Super Blood Wolf Moon was recorded during sessions at Jukasa Studios in Ohsweken, Ontario and Arc Studios in Hannon, Ontario, overseen by producer Terra Lightfoot, herself a Juno-nominated singer/songwriter and guitarist. Her sonic vision pulls everything into sharp focus and heightens the drama at just the right moments, aided by a band that includes some of Canada’s top female musicians: drummer Dani Nash, bassist Anna Ruddick, keyboardist/guitarist Robin Hatch and string players Praise Lam and Blanche Israel. The concept of having women both in front and behind the board was fully realized by the work of engineer Jill Zimmerman, with mastering engineered by Grammy winner Emily Lazar.
Lightfoot had been awaiting an opportunity to work with Sinclair since they first crossed paths at the Dawson City Music Festival in 2015. When she heard the songs Sinclair had prepared for Super Blood Wolf Moon, Lightfoot immediately signed on to the project. Lightfoot says, “I believe this album will be transcendent and set an example for all young women in the music industry. It’s a true statement celebrating women, and how we are healing together.”
As a Haida/Cree artist, that healing takes on extra dimensions Sinclair has channelled into her writing. A prime example is the album’s first single “Break,” which features a vocal part by Kelly Fraser, an acclaimed Inuk pop star who was tragically lost too soon. She and Sinclair shared many circumstances all too real to the Indigenous community, which adds to the power of “Break,” sadly just a taste of what the two could have done together. Sinclair’s rage is only surpassed on the song “End Of The Rope,” a truly chilling moment that fully lives up to its title.

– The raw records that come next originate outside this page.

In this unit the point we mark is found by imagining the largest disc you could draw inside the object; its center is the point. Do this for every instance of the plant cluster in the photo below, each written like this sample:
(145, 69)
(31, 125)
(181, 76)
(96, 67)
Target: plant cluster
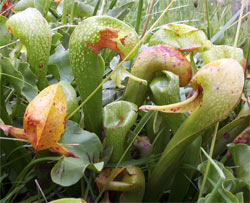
(109, 106)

Still, the danceable groove on “Heart Bites” and cinematic sweep of “Trust” offers a wider view of Sinclair’s range, taking Super Blood Wolf Moon into dark Britpop territory she hasn’t ventured into before. Until now, her sound has evolved from an equal love of classical and hard music—“classical grunge” as she likes to call it—all driven by an admiration for strong female voices such as Cat Power and Kim Gordon. Sinclair’s previous release, the five-song EP The Ability To Judge Distance, lived up to those aims in the way she maintained full control over the project while providing clear hints that she was ready to take things to the next level.
Sinclair has achieved that with Super Blood Wolf Moon, an album that tears off society’s veneer to expose a long-suppressed collective consciousness, just as the best rock and roll songwriters have always done.